Table of Contents

In the previous post I showed a convenient way to navigate the ICD9 hierarchy with Python, now let’s use that to extract the full taxonomy of ICD9 codes for patients who we’ll using to train a classifier. In this post we’ll be extracting the original ICD9 codes for all patients of interest from the MIMIC database, extracting the ICD9 hierarchy, and saving the results for later analysis.
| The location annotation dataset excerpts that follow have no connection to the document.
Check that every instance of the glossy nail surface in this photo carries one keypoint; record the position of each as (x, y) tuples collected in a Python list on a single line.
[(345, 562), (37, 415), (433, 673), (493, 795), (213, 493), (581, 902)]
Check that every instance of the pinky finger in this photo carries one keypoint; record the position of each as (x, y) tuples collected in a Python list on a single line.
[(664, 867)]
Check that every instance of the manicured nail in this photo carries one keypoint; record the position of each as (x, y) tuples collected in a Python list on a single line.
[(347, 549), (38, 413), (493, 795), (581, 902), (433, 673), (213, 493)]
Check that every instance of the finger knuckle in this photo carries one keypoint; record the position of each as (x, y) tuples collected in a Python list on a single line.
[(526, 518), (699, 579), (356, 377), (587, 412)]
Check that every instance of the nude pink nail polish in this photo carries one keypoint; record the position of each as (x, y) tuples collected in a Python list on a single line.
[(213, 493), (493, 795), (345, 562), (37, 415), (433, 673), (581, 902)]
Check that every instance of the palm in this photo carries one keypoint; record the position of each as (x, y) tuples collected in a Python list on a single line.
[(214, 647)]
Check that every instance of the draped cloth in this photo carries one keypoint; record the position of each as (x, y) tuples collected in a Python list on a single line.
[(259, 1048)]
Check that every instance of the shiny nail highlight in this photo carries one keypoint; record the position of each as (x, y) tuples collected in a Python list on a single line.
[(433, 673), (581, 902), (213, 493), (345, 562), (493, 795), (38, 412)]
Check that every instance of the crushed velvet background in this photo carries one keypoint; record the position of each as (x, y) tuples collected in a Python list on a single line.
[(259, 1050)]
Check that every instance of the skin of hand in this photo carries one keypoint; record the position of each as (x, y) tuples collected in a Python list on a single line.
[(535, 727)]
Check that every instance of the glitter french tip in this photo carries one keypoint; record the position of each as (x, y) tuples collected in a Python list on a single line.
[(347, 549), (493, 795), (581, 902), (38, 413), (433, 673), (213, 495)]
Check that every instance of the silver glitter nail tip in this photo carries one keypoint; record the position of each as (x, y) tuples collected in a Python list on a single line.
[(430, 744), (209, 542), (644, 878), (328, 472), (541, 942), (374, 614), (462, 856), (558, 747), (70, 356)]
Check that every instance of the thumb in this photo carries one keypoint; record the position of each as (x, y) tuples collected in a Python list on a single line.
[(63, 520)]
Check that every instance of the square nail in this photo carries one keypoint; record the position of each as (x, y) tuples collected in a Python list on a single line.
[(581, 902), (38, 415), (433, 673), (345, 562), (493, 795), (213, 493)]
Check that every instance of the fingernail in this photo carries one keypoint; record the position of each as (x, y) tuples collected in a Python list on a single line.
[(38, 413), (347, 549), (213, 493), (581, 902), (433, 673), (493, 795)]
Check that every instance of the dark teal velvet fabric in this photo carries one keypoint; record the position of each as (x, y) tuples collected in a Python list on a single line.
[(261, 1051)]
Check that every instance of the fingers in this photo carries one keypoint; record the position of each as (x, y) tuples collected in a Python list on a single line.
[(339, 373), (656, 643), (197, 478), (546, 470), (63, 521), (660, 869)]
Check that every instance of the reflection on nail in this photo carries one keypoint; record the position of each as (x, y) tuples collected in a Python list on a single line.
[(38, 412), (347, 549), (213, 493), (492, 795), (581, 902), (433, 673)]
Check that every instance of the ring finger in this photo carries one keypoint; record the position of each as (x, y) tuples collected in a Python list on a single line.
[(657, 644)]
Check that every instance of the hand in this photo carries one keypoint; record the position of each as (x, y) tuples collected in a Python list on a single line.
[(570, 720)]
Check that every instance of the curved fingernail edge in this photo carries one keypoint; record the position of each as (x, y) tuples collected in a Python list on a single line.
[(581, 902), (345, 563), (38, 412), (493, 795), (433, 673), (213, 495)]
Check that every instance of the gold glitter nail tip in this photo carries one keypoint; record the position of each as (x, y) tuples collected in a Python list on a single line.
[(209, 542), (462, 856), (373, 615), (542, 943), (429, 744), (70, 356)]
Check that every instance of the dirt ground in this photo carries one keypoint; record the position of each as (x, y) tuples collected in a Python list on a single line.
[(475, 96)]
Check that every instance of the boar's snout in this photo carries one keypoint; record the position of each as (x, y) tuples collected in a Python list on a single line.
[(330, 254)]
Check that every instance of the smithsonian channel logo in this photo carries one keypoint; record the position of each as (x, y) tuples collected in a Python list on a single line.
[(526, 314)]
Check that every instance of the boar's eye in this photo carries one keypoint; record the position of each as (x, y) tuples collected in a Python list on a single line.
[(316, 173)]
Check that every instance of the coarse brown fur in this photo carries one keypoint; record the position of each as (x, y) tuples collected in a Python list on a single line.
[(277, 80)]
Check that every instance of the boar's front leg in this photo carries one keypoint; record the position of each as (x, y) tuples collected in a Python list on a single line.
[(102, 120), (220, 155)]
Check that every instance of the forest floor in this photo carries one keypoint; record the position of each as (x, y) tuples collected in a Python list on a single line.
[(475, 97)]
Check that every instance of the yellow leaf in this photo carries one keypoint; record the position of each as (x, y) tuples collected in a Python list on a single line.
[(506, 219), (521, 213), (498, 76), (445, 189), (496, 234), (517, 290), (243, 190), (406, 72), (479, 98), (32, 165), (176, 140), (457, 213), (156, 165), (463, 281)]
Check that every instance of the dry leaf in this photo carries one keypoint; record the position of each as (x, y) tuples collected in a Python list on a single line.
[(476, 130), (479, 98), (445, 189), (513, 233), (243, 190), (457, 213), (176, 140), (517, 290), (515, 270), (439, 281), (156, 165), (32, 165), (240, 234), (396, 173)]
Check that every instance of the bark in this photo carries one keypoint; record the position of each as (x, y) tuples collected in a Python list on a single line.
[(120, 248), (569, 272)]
The full notebook is available here, but the bulk of the work happens in the accessory file structured_data_utils.py, which we import and access as sdu. In the selection below I walk through using the routines in this library

Reload any changes made to the structured data utils code

In [46]:
reload(sdu)
Out[46]:
<module 'structured_data_utils' from '/mnt/cbds_homes/ecarlson/Notebooks/mit_frequent_fliers/mit-team-code/software/notebooks/structured_data_utils.py'>

Use pandas to extract the list of unique notes and patients - the primary thing we’re looking for is the MIMIC III row id, which is used to get the MIMIC encounter ID, and from there the ICD9 diagnoses.

In [47]:
found_notes = comb_dat.loc[comb_dat['row_id_m3'].notnull()].\
    groupby(['subject_id', 'md5', 'row_id_m3']).count()['total_m3_distance'].index.tolist()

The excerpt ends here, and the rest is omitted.